Explanation of attributes:
  • c -> checksum differs
  • s -> size differs
  • t -> mtime differs
  • p -> permissions differ
  • o -> owners
  • g -> group
  • u -> reserved for future use
  • a -> ACLs
  • x -> extended attributes
  • + -> is new (all +++++'s indicates a new file)
  • . -> is unchanged
so:
>f+++++++++ runuo.exe.BAK
means runuo.exe.BAK is a file (f) that doesn't exist at the target (+++++++++) and is being transmitted (>)

while:
>fcsT...... core/RunuoAoV/Items/Container.cs
means that Container.cs is a file (f) that exists at the target, but it has a checksum (c), size (s), and mtime (t,T), that differ at the target from the source. The diffs are being transmitted (>) and metadata are being updated with (T) indicating that you didn't use the "-t, --times" flags (or -a, --archive which imply -t, --times) so the new mtime will be set to the transfer time. If you had used '-t' or '-a' the mtime at the target would instead be set to mtime at the source.

Edit:

So with regards to your 2nd post, did you run the script once, or twice? I'd expect it to take a long time the first time since the '-a' flag will have to touch almost every file to get the mtimes and since the mtimes differe but the sizes are the same it will probably have to read every file also to look for diffs. I'd expect the next time you run the script to be very fast if not much has changed. If you're making small changes to huge files though, it will still probably take a while to compute diffs to transmit.

I think you're incorrect about your map files.

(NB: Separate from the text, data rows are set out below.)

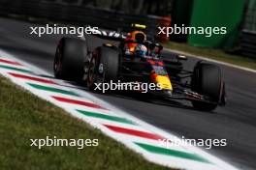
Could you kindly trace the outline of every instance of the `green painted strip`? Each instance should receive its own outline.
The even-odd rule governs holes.
[[[58,89],[58,88],[54,88],[54,87],[48,87],[48,86],[42,86],[42,85],[33,84],[33,83],[27,83],[27,84],[30,85],[31,87],[34,87],[34,88],[39,89],[39,90],[55,92],[55,93],[59,93],[59,94],[72,95],[72,96],[79,97],[78,94],[76,94],[75,92],[72,92],[72,91],[62,90],[62,89]]]
[[[84,111],[84,110],[77,110],[77,111],[85,115],[85,116],[90,116],[90,117],[99,118],[99,119],[105,119],[105,120],[118,122],[118,123],[136,125],[136,123],[134,123],[128,119],[125,119],[125,118],[120,118],[120,117],[111,116],[111,115],[104,115],[101,113],[89,112],[89,111]]]
[[[0,68],[12,70],[12,71],[20,71],[20,72],[32,73],[31,71],[27,71],[27,70],[23,70],[23,69],[19,69],[19,68],[14,68],[14,67],[10,67],[10,66],[0,65]]]
[[[170,150],[170,149],[156,147],[156,146],[147,145],[147,144],[143,144],[143,143],[139,143],[139,142],[135,142],[135,144],[142,147],[143,149],[150,152],[150,153],[172,156],[180,157],[180,158],[187,158],[190,160],[200,161],[200,162],[204,162],[204,163],[211,163],[208,159],[206,159],[206,158],[204,158],[204,157],[202,157],[196,154],[189,154],[189,153],[184,153],[184,152],[180,152],[180,151]]]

Simply reading a file will not change the file's mtime, even opening a file for read/write will not change the mtime if no data is written to the file, or if the file isn't truncated in a way that shrinks it. Reading any non-zero amount of data from a file, or executing a file, will change the file's atime, but rsync doesn't care one bit about atimes.
 
Last edited:

Red Squirrel

No Lifer
May 24, 2003
70,606
13,811
126
www.anyf.ca
Thought I had it, but still not working right. I used it about 20 times after modifying only a few files, no issue. Go to use it again, it randomly decides to copy EVERYTHING. WTF? Why is it doing this? Is there a way to set it so the time is not as sensitive? Like maybe ignore anything that's within 10 seconds? It's the only thing I can think of, the times might not be DEAD on. I don't think computer clock crystals are temperature compensated so a slight change in temp could potentially slightly alter the time or something.

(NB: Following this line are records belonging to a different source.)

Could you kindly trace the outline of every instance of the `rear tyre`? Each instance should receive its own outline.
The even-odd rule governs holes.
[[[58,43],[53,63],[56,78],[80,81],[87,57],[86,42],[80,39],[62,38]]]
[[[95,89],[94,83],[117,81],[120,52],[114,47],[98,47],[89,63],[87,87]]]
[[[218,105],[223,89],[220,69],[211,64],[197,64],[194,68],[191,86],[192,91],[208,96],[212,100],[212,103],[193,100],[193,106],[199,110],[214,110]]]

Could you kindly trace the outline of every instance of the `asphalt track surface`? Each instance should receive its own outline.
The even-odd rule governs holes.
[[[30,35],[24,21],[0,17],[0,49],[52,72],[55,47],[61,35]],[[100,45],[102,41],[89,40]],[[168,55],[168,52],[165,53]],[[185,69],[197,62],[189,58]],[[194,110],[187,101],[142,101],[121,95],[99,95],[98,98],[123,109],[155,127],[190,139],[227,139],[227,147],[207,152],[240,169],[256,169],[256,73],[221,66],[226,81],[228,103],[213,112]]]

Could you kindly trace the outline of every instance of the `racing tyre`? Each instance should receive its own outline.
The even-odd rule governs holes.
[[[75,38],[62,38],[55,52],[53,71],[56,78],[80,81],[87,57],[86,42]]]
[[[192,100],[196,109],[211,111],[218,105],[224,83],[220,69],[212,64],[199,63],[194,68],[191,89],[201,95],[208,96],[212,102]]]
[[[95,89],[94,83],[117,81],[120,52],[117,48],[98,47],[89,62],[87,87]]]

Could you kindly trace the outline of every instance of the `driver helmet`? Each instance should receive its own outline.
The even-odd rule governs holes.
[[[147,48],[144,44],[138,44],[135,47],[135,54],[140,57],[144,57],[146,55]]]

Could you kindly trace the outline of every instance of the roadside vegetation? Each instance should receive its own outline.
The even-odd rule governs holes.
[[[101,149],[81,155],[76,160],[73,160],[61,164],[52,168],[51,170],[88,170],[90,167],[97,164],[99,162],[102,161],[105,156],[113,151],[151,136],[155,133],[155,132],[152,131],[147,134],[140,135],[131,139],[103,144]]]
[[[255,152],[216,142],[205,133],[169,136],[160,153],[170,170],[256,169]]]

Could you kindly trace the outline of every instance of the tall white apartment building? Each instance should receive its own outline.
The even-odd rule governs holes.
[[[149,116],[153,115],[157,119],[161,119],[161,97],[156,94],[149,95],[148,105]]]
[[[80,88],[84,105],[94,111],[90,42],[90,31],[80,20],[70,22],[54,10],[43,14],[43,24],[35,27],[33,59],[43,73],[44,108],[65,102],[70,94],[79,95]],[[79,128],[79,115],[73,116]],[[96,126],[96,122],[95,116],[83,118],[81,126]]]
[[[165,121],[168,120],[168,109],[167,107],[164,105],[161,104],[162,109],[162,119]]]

This is the command I'm using:

Code:
rsync -rv -h -a --delete-after --exclude-from="${maindir}${envfr}/${proj}/syncexcludes_src.txt" "${maindir}${envfr}/${proj}/src/" "${maindir}${env}/${proj}/src/"
 
Last edited:

Essence_of_War

Platinum Member
Feb 21, 2013
2,650
4
81
It's the only thing I can think of, the times might not be DEAD on

You don't have to guess, rsync will tell you precisely why it thinks files need to be copied if you look at the itemized output.

Also -a implies -r, so you can drop the -r
Try this:

Code:
rsync -avhin --delete-after --exclude-from="${maindir}${envfr}/${proj}/syncexcludes_src.txt" "${maindir}${envfr}/${proj}/src/" "${maindir}${env}/${proj}/src/"

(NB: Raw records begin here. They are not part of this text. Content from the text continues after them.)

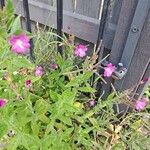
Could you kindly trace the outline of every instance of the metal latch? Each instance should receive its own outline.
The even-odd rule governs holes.
[[[107,60],[102,62],[102,66],[106,67],[109,64]],[[127,73],[127,68],[124,67],[123,63],[118,63],[116,71],[112,74],[112,78],[121,80]]]

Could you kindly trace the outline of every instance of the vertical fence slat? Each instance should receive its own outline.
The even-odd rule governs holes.
[[[57,34],[58,34],[58,44],[57,50],[62,55],[62,45],[60,45],[62,37],[62,28],[63,28],[63,0],[57,0]]]
[[[69,12],[74,11],[75,0],[63,0],[63,9]]]
[[[134,18],[133,18],[133,21],[132,21],[132,24],[130,27],[128,37],[127,37],[126,45],[125,45],[125,48],[124,48],[124,51],[122,53],[122,57],[120,60],[120,62],[122,64],[124,64],[124,67],[126,67],[127,69],[131,66],[131,61],[133,59],[136,47],[139,42],[139,38],[141,37],[141,33],[143,31],[142,29],[143,29],[145,19],[148,14],[149,7],[150,7],[149,0],[145,0],[144,3],[143,3],[143,0],[139,0],[139,2],[137,4]],[[137,56],[137,59],[138,59],[138,56]],[[140,59],[140,57],[139,57],[139,59]],[[136,62],[136,60],[135,60],[135,62]],[[136,76],[136,74],[135,74],[135,76]],[[130,77],[130,79],[132,79],[132,78]],[[116,81],[115,82],[116,88],[123,90],[125,88],[125,87],[123,87],[124,82],[125,82],[125,78],[123,78],[122,80]],[[126,85],[127,85],[127,83],[126,83]],[[129,85],[131,85],[131,84],[129,84]]]
[[[138,40],[129,71],[125,76],[122,84],[122,89],[127,89],[130,86],[137,84],[145,74],[145,70],[150,61],[150,11],[146,18],[140,39]],[[148,72],[148,71],[147,71]],[[149,77],[150,74],[147,76]]]
[[[1,9],[3,9],[4,6],[5,6],[5,0],[0,0],[0,7],[1,7]]]
[[[107,23],[104,31],[103,44],[107,49],[112,48],[116,27],[120,15],[120,10],[122,6],[122,2],[120,0],[111,1],[111,7],[109,10],[109,15],[107,17]]]
[[[26,29],[28,32],[31,31],[31,21],[30,21],[30,13],[29,13],[29,3],[28,0],[23,0],[23,8],[24,8],[24,14],[25,14],[25,22],[26,22]],[[33,56],[33,40],[30,40],[30,59],[34,60]]]
[[[128,36],[129,28],[132,23],[134,12],[137,5],[137,0],[125,0],[122,3],[120,16],[118,19],[118,24],[116,28],[115,37],[113,40],[113,45],[110,53],[110,62],[117,65],[123,53],[124,45]],[[111,91],[110,84],[113,82],[112,79],[106,79],[107,84],[103,84],[102,91],[105,92],[105,97],[107,97]]]
[[[99,18],[101,0],[76,0],[76,13],[84,16]]]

The -n will just generate the file list and -i will tell you why it thinks the files need to be transferred/deleted.
 

Red Squirrel

No Lifer
May 24, 2003
70,606
13,811
126
www.anyf.ca
That *seems* to have fixed it... at least for now. I copied the list above in a comment in the file so I can refer to the flags next time it stops working.
 

Red Squirrel

No Lifer
May 24, 2003
70,606
13,811
126
www.anyf.ca
Did it again. The reasoning it's giving is these two:

t -> mtime differs
p -> permissions differ

Not sure how permissions are changing when I did not change anything on the destination.